Shiloah was awarded prestigious prizes and distinctions, such as the Jerusalem Prize for research achievements in the study of Jewish Ethnomusicology (1986); the Prox des Muses for the French translation of his book Jewish Musical Traditions (1996); the Grand prix de l'Academie Charles Cros, for the best French translation of a book in the field of music for his work Music in the World of Islam (2003) and an honorary life membership at the European Seminar in Ethnomusicology (1995).

Shiloah was a most prolific scholar of Jewish music oral traditions and Arab music theory. His The Theory of Music in Arabic Writings (c. 900–1900) (Répertoire international des sources musicales, Henle Verlag, Munich, RISM, series B/X, 1979 and series B/Xa, 2003), condensed three decades of persevering bibliographical and paleographical research on music treatises in Arabic script (Arabic, Persian, Ottoman Turkish, etc.) in libraries thorough Europe, Israel, Egypt, Morocco, Tunisia, Russia, and Uzbekistan. These volumes, an obligatory tool for any student of music under Islam in the past and the present, uncover an intellectual universe that is well beyond the modern Western concept of “music theory.” These treatises, duly described in detail, elucidated with copious notes and compared to each other by Shiloah, uncover an encompassing vision of music as an integral component of human knowledge, informing and overlapping with the most diverse fields of study such as linguistics, history, philosophy, medicine, magic, alchemy, astrology and mathematics.  It also traces the pedigree of the music treatises in Arabic characters, comparing them with pre-Islamic and most especially classical Greek and Latin sources on music. An interpretative synthesis of the findings in Arabic music theory manuscripts combined with contemporary sources from the Arab world can be found in another of Shiloah’s major publications, Music in the World of Islam: A Socio-Cultural Study (London, 1995; appeared also in French, Hebrew and Arabic). 

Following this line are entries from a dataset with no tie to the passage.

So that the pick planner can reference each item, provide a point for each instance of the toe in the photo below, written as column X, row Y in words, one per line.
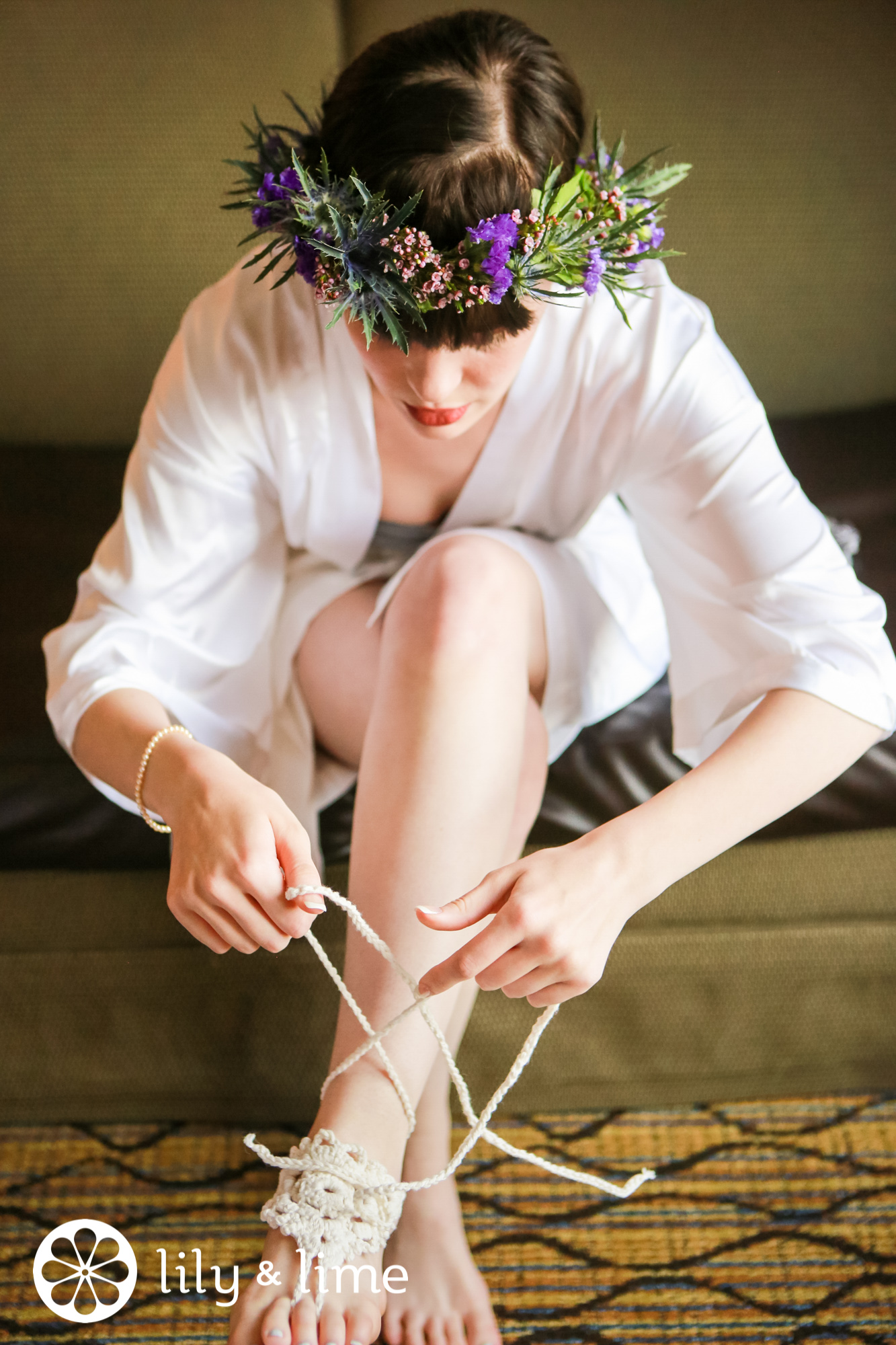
column 304, row 1323
column 413, row 1325
column 482, row 1330
column 435, row 1332
column 331, row 1328
column 361, row 1327
column 275, row 1324
column 392, row 1328
column 455, row 1334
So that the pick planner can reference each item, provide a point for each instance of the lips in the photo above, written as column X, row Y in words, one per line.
column 436, row 415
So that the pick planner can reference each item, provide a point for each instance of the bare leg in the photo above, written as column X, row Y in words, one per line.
column 447, row 1301
column 442, row 759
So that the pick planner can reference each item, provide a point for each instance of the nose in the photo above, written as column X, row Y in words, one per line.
column 435, row 376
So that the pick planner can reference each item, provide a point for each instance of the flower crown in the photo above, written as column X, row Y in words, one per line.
column 364, row 258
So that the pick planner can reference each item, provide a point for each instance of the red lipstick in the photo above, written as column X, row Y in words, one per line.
column 436, row 415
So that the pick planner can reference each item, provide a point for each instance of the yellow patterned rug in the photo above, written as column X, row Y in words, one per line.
column 768, row 1222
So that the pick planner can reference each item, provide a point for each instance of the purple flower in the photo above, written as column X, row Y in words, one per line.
column 270, row 190
column 596, row 267
column 291, row 180
column 502, row 233
column 306, row 259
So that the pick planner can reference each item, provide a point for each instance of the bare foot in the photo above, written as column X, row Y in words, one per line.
column 447, row 1300
column 350, row 1316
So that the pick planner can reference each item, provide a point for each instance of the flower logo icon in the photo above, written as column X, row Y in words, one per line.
column 85, row 1270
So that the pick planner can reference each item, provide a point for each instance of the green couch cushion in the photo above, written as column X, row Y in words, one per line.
column 116, row 120
column 771, row 970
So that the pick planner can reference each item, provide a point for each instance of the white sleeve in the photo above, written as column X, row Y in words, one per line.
column 184, row 591
column 758, row 594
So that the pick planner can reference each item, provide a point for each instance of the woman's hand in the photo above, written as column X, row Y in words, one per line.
column 236, row 849
column 559, row 913
column 556, row 917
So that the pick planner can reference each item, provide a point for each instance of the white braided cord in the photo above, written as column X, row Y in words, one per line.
column 478, row 1124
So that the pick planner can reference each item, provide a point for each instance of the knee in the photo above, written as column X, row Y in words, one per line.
column 462, row 597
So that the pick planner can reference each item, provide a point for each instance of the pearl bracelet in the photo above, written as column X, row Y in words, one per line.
column 138, row 789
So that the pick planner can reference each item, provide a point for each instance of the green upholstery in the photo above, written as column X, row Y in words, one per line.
column 767, row 972
column 116, row 119
column 786, row 112
column 118, row 116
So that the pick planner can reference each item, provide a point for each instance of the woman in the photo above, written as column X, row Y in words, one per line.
column 338, row 558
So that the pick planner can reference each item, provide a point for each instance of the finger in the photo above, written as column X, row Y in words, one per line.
column 202, row 931
column 555, row 995
column 239, row 918
column 294, row 852
column 470, row 961
column 295, row 914
column 538, row 978
column 512, row 968
column 483, row 900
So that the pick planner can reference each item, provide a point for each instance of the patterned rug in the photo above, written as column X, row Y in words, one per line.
column 768, row 1222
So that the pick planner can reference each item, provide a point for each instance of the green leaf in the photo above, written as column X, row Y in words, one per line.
column 395, row 330
column 260, row 256
column 272, row 266
column 635, row 169
column 408, row 209
column 569, row 192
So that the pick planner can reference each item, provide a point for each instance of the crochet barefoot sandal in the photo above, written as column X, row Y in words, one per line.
column 335, row 1200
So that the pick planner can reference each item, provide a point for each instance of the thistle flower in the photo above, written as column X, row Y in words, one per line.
column 306, row 260
column 290, row 178
column 594, row 272
column 502, row 233
column 364, row 258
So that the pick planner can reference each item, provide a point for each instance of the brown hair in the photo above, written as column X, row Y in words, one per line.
column 469, row 110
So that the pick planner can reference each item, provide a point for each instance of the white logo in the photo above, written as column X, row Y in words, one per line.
column 85, row 1270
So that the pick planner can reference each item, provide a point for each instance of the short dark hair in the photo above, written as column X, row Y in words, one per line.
column 469, row 110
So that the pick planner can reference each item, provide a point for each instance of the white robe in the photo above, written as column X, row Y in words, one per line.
column 255, row 489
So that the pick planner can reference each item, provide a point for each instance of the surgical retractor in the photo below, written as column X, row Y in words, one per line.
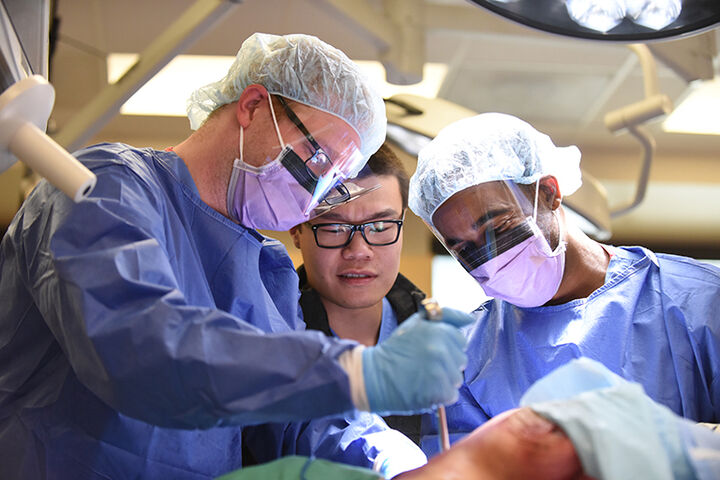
column 433, row 313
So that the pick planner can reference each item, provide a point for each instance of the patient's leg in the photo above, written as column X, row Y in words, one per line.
column 517, row 444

His scholarship on Jewish music was summarized in his Jewish Musical Traditions (Detroit: Wayne State UP, 1992) which is an expanded English version of a Hebrew course of the same name (Hamoreshet hamusikalit shel kehillot yisrael) that Shiloah directed and co-authored with several other scholars and was published by the Open University of Israel (Tel Aviv: Open University, four fascicles, 1985-1987). Shiloah’s approach to Jewish music combined his expertise on historical sources from the Arabic-speaking Jewish realm regarding the affective powers of music and its uses in ritual contexts with his exclusive ethnographic experience among the contemporary Jews of the Lands of Islam who moved to Israel. Of particular importance is his work with the small enclave of Greek-speaking Jews that survived the Holocaust.

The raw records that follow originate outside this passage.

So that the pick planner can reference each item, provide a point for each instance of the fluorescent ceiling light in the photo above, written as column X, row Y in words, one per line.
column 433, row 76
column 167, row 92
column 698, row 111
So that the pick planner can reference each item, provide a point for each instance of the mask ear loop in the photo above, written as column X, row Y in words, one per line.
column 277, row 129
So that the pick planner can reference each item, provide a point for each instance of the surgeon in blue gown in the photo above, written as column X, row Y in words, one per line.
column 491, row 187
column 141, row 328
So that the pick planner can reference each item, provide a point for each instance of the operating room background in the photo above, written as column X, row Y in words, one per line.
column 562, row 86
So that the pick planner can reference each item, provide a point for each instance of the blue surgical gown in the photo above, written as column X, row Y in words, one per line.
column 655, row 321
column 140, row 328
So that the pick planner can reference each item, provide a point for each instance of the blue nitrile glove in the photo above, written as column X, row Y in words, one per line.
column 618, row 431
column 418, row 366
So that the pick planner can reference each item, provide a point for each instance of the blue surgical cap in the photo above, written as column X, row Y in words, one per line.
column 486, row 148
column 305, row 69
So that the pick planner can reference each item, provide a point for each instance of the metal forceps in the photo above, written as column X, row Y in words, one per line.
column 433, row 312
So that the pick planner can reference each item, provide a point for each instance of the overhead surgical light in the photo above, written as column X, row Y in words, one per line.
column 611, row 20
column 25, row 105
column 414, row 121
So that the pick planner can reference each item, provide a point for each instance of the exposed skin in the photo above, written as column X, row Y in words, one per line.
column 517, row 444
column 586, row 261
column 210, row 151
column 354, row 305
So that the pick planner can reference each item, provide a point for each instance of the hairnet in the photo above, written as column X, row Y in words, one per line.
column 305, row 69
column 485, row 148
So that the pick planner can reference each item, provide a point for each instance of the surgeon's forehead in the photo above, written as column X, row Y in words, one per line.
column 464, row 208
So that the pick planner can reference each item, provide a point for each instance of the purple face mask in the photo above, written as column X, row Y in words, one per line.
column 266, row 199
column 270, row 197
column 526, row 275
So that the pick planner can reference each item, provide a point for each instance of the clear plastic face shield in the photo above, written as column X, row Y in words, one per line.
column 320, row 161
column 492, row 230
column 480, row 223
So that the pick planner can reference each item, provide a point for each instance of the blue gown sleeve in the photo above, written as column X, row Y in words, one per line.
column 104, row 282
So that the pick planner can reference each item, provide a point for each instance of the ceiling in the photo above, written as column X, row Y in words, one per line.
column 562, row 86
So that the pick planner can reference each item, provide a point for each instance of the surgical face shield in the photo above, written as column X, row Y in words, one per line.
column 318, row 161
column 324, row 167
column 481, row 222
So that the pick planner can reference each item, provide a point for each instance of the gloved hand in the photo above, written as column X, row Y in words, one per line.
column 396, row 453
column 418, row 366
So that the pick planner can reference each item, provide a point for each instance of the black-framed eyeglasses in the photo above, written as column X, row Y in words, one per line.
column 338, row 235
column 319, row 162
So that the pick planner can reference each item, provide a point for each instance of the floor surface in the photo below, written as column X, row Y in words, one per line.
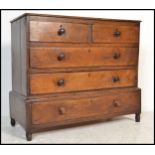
column 120, row 130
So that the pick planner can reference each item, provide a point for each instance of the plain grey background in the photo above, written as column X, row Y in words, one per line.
column 146, row 57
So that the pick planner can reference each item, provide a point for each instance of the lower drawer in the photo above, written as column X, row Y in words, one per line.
column 112, row 103
column 80, row 81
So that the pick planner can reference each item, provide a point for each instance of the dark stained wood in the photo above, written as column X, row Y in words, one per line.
column 49, row 32
column 70, row 70
column 48, row 112
column 48, row 83
column 73, row 17
column 82, row 57
column 105, row 34
column 16, row 61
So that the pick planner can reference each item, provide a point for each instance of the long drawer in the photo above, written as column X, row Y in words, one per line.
column 110, row 103
column 77, row 81
column 60, row 57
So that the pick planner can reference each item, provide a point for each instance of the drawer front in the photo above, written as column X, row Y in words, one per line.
column 66, row 82
column 62, row 110
column 115, row 34
column 58, row 32
column 82, row 57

Besides the RISM volumes and his books, Shiloah published many articles on diverse aspects of Arabic and Jewish music in the past and present in the most prestigious journals, such as JAMS, Cahiers de civilisation médiévale, Ethnomusicology, Acta Musicologica, Pe’amim, and Yuval, as well as in the major music encyclopedias, such as the Encyclopedia Judaica (1971 and especially the new 2007 edition to which Shiloah contributed over seventy new entries), Encyclopedia Britannica (1974), Die Musik in Geschichte und Gegenwart (1976, 1994), as well as in The New Oxford History of Music (2001).

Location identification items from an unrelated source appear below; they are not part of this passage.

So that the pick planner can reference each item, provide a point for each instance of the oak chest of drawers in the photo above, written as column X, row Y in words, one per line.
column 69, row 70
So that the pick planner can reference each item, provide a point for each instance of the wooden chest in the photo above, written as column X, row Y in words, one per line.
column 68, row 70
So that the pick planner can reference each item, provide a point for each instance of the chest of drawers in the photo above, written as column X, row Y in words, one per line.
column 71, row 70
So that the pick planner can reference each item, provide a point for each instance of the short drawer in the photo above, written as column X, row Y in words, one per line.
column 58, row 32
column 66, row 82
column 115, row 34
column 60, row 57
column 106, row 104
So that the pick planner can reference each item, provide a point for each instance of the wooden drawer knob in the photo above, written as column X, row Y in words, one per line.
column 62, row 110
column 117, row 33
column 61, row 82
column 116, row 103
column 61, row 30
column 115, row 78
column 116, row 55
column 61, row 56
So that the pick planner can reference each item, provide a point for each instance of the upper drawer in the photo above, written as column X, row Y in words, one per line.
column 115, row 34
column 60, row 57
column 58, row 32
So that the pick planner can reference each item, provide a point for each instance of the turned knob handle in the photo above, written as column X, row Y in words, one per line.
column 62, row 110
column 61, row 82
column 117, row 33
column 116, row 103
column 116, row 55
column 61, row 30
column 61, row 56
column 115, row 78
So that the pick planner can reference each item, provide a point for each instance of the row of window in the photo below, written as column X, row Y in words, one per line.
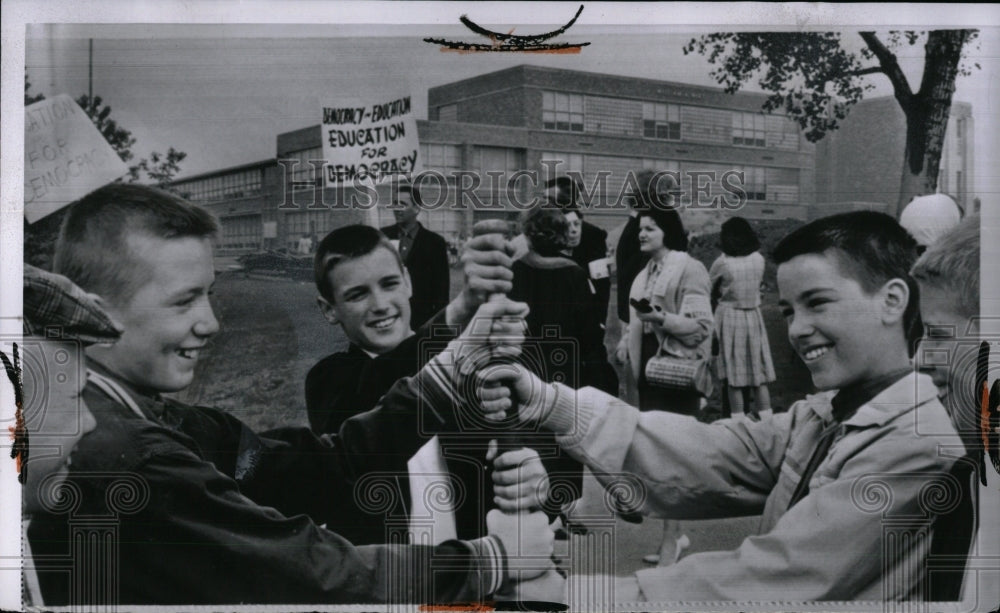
column 783, row 188
column 566, row 113
column 225, row 187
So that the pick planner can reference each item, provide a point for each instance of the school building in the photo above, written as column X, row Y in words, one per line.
column 484, row 131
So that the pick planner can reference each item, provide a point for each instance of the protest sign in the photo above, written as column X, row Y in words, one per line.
column 370, row 142
column 65, row 156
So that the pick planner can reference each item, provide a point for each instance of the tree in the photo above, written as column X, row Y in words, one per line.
column 816, row 81
column 159, row 169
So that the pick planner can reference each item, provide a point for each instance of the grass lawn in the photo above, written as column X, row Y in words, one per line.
column 272, row 333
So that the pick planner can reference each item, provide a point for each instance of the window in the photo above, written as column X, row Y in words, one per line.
column 303, row 175
column 562, row 112
column 224, row 187
column 442, row 158
column 754, row 182
column 661, row 121
column 448, row 112
column 658, row 165
column 566, row 162
column 748, row 129
column 499, row 158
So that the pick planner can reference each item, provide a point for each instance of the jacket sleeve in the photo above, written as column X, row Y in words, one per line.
column 634, row 328
column 832, row 545
column 829, row 546
column 440, row 277
column 695, row 303
column 283, row 467
column 201, row 532
column 689, row 470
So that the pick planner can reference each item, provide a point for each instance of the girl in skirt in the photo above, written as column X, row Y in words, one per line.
column 744, row 353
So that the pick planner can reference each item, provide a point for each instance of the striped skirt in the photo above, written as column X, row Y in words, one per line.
column 744, row 353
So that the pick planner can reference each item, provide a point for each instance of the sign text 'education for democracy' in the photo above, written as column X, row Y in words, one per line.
column 65, row 156
column 374, row 141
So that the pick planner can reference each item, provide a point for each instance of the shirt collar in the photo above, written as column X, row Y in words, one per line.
column 150, row 401
column 902, row 395
column 849, row 399
column 412, row 232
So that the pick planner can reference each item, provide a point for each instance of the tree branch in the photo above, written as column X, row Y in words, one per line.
column 889, row 66
column 864, row 71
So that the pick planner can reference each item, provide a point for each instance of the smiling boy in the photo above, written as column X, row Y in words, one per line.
column 203, row 510
column 365, row 289
column 826, row 474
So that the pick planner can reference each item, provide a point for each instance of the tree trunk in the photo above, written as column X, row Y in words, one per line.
column 927, row 116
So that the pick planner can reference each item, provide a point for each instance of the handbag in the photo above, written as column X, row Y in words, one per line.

The reception of Shiloah’s work in the Arab world was sometimes hampered by political animosity due to the Arab-Israeli conflict. And yet, his work is frequently cited in Arabic sources and was reviewed with respect by many Arab scholars. On the other hand in Europe and America, he has been recognized as a leading authority on Arabic music theory and Jewish traditional music.

Shiloah’s list of publications includes over two hundred and fifty items in five languages (Arabic, English, French, Hebrew and Russian), including twenty books, edited works, recordings, and articles – a result of fifty years of intensive work. An exhaustive list of his publications can be found in his Festschrift, Ben ‘ever le-‘arav, vol. 4, edited by Joseph Tobi (Haifa University Press, 2008).